Temos tido a certeza de que eu também e vocês todos também, e por isso todos sem saber se amam.
Temos sorrido em público do que não sorrimos quando ficamos sozinhos.
Temos chamado de fraqueza a nossa candura.
Temo-nos temido um ao outro, acima de tudo.
E a tudo isso temos considerado a vitória nossa de cada dia...
Entendendo o texto
01. O que a crônica "Vitória Nossa"
de Clarice Lispector destaca como algo que consideramos vitória em nosso
cotidiano?
A crônica destaca que consideramos vitória o que temos feito de nós mesmos, especialmente a capacidade de não sermos tolos, acumular seguranças, evitar ser ingênuos e não nos entregarmos completamente.
02. Segundo a
crônica, qual é a razão pela qual evitamos cair de joelhos diante do primeiro
que, por amor, nos diz "teu medo"?
Evitamos cair de joelhos diante do primeiro que por amor nos diz "teu medo" por medo de nos entregarmos completamente, o que seria o começo de uma vida larga e talvez sem consolo.
03. Quais são
algumas das coisas que temos feito para evitar reconhecer a verdadeira natureza
de nossos sentimentos, como o amor e o ódio?

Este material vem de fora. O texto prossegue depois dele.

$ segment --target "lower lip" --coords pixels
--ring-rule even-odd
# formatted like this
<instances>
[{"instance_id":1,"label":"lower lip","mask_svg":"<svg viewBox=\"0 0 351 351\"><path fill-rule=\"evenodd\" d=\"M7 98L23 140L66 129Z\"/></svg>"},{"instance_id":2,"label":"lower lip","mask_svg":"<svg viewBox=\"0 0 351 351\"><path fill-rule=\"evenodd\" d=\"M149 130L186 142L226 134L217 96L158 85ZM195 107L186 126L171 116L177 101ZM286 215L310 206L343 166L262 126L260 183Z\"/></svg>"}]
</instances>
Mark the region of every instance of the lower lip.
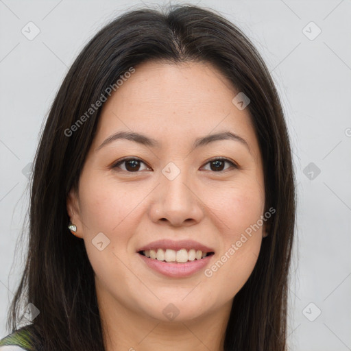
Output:
<instances>
[{"instance_id":1,"label":"lower lip","mask_svg":"<svg viewBox=\"0 0 351 351\"><path fill-rule=\"evenodd\" d=\"M172 278L187 277L198 272L206 267L212 256L214 256L212 254L206 256L201 260L194 260L184 263L178 263L149 258L138 253L137 254L150 268L161 273L164 276Z\"/></svg>"}]
</instances>

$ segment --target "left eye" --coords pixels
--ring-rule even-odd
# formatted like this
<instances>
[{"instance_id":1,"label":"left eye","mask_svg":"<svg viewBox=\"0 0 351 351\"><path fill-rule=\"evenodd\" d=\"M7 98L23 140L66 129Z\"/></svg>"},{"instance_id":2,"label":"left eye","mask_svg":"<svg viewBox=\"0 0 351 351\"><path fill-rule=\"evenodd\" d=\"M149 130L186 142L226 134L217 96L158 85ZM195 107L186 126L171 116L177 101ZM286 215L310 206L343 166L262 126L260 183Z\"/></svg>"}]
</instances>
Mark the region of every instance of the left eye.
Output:
<instances>
[{"instance_id":1,"label":"left eye","mask_svg":"<svg viewBox=\"0 0 351 351\"><path fill-rule=\"evenodd\" d=\"M226 163L229 164L231 167L238 168L237 165L227 158L215 158L214 160L208 161L206 165L210 165L210 171L219 172L224 170L224 165ZM128 173L135 173L138 171L141 171L141 164L143 164L146 166L146 164L138 158L125 158L124 160L121 160L114 164L112 166L112 168L121 168L120 166L121 165L124 165L125 167L124 169L121 168L122 171L125 171ZM230 168L230 167L227 167L226 169ZM150 169L147 166L146 167L146 169Z\"/></svg>"},{"instance_id":2,"label":"left eye","mask_svg":"<svg viewBox=\"0 0 351 351\"><path fill-rule=\"evenodd\" d=\"M232 161L230 161L227 158L215 158L214 160L211 160L208 161L206 165L210 165L210 171L213 171L214 172L219 172L221 171L223 171L224 165L226 163L228 163L230 165L231 167L238 168L238 166L235 165ZM228 169L228 167L226 169Z\"/></svg>"}]
</instances>

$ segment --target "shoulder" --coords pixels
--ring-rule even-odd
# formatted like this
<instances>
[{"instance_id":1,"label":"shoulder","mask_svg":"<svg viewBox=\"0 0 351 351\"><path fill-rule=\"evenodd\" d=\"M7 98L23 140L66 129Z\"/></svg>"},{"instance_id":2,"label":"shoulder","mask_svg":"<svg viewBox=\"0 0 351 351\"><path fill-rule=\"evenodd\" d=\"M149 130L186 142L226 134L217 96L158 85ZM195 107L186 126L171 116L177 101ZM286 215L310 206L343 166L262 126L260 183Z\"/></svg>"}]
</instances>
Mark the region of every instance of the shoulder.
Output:
<instances>
[{"instance_id":1,"label":"shoulder","mask_svg":"<svg viewBox=\"0 0 351 351\"><path fill-rule=\"evenodd\" d=\"M0 340L0 351L35 351L32 345L30 326L26 326Z\"/></svg>"}]
</instances>

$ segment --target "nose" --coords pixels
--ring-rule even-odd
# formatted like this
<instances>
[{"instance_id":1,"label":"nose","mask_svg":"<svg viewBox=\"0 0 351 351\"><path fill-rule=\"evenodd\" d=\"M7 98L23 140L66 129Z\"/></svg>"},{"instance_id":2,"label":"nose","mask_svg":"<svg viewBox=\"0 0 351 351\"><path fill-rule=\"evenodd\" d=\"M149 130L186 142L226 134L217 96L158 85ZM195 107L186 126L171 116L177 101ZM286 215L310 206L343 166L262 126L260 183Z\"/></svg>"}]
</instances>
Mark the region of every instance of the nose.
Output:
<instances>
[{"instance_id":1,"label":"nose","mask_svg":"<svg viewBox=\"0 0 351 351\"><path fill-rule=\"evenodd\" d=\"M174 227L189 226L199 223L204 217L204 203L189 174L181 171L171 180L163 173L155 189L149 210L155 223Z\"/></svg>"}]
</instances>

Temos evitado usar as palavras "amor" e "salvação" para não reconhecer a contextura de amor e ódio, além de disfarçar a indiferença com angústia e o medo maior com pequenos medos.
04. De acordo com a
crônica, por que construímos catedrais, mas ficamos do lado de fora temendo que
se tornem armadilhas?
Construímos catedrais, mas ficamos do lado de fora porque tememos que as catedrais que nós mesmos construímos se tornem armadilhas, representando o receio de nos entregarmos completamente.
05. Como a crônica
aborda a relação entre a arte e a falta de conhecimento sobre "a outra
coisa"?
A crônica destaca que temos feito arte porque não sabemos como é "a outra coisa", sugerindo que a criação artística é uma forma de lidar com a incerteza sobre aspectos desconhecidos da vida.
06. Qual é a atitude
destacada na crônica em relação à morte, e por que isso é mencionado como algo
que temos mantido em segredo?
A crônica destaca que temos mantido em segredo a nossa morte, indicando uma relutância em encarar ou reconhecer a inevitabilidade da morte, possivelmente como uma forma de evitar confrontar a própria vulnerabilidade.
07. Como a crônica
aborda a ideia de reconhecer a inocência, especialmente em relação ao uso da
palavra "salvação"?
A crônica
menciona que evitamos usar a palavra "salvação" para não nos
envergonharmos de ser inocentes, sugerindo uma relutância em aceitar ou
reconhecer a simplicidade e pureza, preferindo manter uma postura mais
mesquinha e sensata.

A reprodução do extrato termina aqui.